OV-MAP : Open-Vocabulary Zero-Shot 3D Instance Segmentation Map for Robots
This addresses the challenge of precise object recognition in 3D maps for mobile robots, representing an incremental improvement in zero-shot segmentation methods.
The paper tackles the problem of overlapping features reducing instance-level precision in open-world 3D mapping for robots by introducing OV-MAP, which uses class-agnostic segmentation and 3D mask voting to achieve accurate zero-shot 3D instance segmentation without 3D supervised models, demonstrating superior performance on datasets like ScanNet200 and Replica.

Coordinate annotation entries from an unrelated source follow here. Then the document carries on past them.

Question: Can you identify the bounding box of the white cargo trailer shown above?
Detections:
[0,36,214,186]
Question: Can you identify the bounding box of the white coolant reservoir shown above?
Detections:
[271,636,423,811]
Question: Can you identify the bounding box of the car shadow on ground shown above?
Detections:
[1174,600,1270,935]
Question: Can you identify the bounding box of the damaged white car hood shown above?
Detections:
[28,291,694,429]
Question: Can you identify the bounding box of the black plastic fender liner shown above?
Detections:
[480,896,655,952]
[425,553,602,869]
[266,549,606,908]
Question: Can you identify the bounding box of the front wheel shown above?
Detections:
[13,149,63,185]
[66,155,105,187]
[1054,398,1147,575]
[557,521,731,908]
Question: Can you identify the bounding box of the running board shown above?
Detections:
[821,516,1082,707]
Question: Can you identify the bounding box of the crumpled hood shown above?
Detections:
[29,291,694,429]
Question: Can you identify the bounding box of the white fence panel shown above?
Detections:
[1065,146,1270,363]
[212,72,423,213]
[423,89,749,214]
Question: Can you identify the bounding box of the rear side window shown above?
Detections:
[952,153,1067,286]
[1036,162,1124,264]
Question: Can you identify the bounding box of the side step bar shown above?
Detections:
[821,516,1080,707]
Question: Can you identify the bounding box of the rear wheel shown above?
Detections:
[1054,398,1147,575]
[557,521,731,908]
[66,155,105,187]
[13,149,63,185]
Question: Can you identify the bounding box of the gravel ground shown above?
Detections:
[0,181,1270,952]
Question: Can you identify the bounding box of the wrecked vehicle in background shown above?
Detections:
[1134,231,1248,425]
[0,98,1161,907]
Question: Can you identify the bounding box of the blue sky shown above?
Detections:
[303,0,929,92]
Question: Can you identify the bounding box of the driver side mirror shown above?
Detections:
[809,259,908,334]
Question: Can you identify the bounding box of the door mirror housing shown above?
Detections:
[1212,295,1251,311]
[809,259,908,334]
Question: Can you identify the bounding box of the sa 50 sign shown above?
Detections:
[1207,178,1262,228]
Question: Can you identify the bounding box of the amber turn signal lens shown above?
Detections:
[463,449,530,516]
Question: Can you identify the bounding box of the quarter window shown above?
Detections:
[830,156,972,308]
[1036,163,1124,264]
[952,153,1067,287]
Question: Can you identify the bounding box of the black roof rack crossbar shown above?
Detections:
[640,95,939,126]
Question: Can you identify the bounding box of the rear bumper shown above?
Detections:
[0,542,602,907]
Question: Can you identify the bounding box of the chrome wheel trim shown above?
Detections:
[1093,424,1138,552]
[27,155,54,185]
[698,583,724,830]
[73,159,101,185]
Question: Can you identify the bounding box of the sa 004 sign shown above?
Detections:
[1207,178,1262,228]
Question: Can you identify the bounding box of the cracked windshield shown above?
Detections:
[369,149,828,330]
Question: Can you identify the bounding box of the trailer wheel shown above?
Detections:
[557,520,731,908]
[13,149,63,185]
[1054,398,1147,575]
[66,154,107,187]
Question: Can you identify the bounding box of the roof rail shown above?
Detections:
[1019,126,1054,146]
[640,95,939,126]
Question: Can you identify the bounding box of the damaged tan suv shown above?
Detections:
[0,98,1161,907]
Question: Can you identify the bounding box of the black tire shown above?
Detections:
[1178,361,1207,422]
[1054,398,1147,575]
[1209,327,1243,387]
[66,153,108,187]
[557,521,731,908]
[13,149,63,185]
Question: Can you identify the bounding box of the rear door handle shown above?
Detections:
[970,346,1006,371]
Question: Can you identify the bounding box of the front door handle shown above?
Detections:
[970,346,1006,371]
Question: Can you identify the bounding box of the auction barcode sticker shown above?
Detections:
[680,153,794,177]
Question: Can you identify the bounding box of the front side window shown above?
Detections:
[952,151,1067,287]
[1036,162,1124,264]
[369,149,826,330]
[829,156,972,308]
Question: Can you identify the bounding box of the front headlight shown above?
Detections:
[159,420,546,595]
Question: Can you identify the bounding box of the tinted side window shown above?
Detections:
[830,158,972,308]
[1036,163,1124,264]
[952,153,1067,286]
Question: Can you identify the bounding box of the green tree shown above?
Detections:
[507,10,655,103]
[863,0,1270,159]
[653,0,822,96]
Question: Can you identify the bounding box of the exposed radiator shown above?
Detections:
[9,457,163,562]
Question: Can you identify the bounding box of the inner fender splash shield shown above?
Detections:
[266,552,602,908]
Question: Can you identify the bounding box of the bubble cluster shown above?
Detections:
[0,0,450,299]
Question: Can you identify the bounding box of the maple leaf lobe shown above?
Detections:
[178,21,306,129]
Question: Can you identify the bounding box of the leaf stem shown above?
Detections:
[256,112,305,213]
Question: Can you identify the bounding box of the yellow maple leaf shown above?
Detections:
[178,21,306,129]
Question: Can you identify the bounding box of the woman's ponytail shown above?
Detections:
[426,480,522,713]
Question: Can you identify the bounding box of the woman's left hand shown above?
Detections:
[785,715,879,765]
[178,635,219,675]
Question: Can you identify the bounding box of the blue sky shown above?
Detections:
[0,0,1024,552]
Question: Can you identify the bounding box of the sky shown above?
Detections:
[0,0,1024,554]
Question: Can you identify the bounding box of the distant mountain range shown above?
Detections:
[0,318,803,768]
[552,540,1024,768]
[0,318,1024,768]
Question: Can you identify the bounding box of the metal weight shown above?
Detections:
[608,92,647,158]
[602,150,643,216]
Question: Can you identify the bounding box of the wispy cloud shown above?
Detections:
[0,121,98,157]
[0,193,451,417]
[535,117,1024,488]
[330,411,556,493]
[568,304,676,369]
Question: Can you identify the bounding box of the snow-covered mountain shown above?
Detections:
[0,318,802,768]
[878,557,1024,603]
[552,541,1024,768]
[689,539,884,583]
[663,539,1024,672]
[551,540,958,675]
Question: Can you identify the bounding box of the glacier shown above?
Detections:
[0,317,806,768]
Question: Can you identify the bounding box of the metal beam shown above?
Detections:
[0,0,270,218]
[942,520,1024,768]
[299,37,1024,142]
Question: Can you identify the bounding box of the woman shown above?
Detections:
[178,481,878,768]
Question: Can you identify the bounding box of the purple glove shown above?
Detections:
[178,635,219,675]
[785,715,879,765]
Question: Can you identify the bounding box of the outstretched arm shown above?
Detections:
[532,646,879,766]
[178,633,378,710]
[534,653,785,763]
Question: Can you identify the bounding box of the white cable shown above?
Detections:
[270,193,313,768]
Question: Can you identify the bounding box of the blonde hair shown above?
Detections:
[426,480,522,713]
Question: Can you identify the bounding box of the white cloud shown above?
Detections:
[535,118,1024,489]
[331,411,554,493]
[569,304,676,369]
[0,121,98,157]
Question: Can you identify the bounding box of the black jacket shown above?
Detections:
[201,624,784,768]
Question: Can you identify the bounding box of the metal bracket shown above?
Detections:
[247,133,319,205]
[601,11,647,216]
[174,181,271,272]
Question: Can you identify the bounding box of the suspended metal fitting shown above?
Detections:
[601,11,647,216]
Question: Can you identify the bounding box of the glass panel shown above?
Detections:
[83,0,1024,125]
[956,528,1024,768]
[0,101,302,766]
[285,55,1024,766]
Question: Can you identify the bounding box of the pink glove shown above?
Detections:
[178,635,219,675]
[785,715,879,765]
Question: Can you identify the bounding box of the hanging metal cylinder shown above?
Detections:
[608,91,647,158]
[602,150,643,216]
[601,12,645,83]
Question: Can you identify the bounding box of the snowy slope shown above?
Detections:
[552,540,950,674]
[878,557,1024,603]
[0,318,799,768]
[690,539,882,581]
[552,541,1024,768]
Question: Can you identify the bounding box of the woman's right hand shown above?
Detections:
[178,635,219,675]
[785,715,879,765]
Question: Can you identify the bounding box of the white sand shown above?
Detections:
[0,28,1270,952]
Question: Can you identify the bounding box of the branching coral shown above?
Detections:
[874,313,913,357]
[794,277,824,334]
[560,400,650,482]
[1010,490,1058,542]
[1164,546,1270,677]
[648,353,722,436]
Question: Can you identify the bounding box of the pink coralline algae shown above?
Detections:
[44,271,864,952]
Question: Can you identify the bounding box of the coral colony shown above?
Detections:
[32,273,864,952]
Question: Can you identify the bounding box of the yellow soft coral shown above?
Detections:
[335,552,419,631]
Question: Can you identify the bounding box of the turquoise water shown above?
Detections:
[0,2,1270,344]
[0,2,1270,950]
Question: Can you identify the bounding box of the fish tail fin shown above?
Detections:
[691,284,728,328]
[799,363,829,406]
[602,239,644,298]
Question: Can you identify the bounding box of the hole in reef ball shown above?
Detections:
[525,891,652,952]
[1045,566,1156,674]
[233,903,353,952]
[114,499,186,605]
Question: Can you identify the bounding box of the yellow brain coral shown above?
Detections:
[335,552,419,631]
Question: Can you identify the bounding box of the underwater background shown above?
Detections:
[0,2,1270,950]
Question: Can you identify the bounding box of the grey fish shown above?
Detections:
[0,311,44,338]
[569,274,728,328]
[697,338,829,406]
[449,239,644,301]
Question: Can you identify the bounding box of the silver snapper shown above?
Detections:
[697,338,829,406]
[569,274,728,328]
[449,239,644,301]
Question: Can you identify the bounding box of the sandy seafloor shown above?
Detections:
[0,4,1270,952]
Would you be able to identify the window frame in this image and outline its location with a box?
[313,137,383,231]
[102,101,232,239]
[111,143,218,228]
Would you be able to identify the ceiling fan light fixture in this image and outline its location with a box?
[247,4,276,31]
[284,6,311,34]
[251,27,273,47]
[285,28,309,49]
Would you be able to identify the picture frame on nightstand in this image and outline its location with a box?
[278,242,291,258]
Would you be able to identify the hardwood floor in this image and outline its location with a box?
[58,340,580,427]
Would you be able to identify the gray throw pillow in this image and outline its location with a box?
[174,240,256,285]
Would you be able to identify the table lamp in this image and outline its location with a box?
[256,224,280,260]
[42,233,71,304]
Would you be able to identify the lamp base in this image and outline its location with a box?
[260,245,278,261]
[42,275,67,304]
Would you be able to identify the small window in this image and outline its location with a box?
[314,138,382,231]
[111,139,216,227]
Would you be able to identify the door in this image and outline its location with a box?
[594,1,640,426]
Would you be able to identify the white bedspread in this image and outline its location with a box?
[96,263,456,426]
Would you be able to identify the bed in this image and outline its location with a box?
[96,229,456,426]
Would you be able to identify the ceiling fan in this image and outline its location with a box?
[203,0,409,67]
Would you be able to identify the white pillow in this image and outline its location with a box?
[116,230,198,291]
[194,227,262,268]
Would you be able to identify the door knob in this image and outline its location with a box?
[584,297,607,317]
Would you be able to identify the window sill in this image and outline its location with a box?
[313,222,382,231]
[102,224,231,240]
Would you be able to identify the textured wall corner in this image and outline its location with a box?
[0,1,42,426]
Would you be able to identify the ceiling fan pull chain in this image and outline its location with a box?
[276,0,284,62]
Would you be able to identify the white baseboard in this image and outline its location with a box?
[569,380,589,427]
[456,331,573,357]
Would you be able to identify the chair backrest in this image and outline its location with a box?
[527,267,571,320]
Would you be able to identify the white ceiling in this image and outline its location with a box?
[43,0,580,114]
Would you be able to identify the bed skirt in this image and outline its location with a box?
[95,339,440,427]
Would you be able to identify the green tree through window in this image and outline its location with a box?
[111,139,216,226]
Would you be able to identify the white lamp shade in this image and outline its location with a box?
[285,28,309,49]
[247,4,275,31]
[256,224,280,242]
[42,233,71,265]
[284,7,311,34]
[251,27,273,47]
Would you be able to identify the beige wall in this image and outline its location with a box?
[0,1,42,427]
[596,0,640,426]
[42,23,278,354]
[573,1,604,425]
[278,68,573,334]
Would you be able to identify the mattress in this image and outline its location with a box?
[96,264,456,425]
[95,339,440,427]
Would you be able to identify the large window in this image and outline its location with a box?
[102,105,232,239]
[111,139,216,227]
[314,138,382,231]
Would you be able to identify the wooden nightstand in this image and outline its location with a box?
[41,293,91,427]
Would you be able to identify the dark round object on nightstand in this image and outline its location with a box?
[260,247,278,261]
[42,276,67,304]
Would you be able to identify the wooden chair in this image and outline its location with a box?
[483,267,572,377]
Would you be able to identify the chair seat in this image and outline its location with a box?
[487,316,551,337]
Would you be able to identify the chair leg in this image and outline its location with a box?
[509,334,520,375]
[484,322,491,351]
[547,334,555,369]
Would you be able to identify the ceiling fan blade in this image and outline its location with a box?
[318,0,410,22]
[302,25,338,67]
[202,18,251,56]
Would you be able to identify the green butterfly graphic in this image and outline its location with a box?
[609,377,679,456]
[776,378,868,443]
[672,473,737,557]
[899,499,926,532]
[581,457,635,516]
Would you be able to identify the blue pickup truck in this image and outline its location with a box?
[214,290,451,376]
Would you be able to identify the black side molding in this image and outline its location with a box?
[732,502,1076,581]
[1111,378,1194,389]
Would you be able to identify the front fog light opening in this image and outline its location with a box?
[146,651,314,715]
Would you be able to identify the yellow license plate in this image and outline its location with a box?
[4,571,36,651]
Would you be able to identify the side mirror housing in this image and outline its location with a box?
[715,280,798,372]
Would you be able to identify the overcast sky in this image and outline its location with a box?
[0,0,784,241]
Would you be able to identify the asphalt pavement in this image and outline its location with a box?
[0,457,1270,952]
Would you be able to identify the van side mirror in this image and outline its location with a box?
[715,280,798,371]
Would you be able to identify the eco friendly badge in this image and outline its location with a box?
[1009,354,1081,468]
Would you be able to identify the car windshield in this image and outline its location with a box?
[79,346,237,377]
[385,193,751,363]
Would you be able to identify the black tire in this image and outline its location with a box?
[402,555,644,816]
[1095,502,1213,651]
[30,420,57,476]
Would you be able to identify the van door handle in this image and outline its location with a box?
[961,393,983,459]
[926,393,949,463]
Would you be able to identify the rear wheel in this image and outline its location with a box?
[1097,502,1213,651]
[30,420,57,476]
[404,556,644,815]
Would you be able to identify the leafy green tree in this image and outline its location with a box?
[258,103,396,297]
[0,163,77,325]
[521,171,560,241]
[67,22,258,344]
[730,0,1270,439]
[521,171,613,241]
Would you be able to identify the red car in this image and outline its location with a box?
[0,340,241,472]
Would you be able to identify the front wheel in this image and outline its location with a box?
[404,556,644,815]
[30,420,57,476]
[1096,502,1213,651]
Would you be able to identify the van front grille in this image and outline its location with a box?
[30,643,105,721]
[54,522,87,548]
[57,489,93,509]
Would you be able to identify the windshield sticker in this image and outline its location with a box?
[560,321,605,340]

We introduce OV-MAP, a novel approach to open-world 3D mapping for mobile robots by integrating open-features into 3D maps to enhance object recognition capabilities. A significant challenge arises when overlapping features from adjacent voxels reduce instance-level precision, as features spill over voxel boundaries, blending neighboring regions together. Our method overcomes this by employing a class-agnostic segmentation model to project 2D masks into 3D space, combined with a supplemented depth image created by merging raw and synthetic depth from point clouds. This approach, along with a 3D mask voting mechanism, enables accurate zero-shot 3D instance segmentation without relying on 3D supervised segmentation models. We assess the effectiveness of our method through comprehensive experiments on public datasets such as ScanNet200 and Replica, demonstrating superior zero-shot performance, robustness, and adaptability across diverse environments. Additionally, we conducted real-world experiments to demonstrate our method's adaptability and robustness when applied to diverse real-world environments.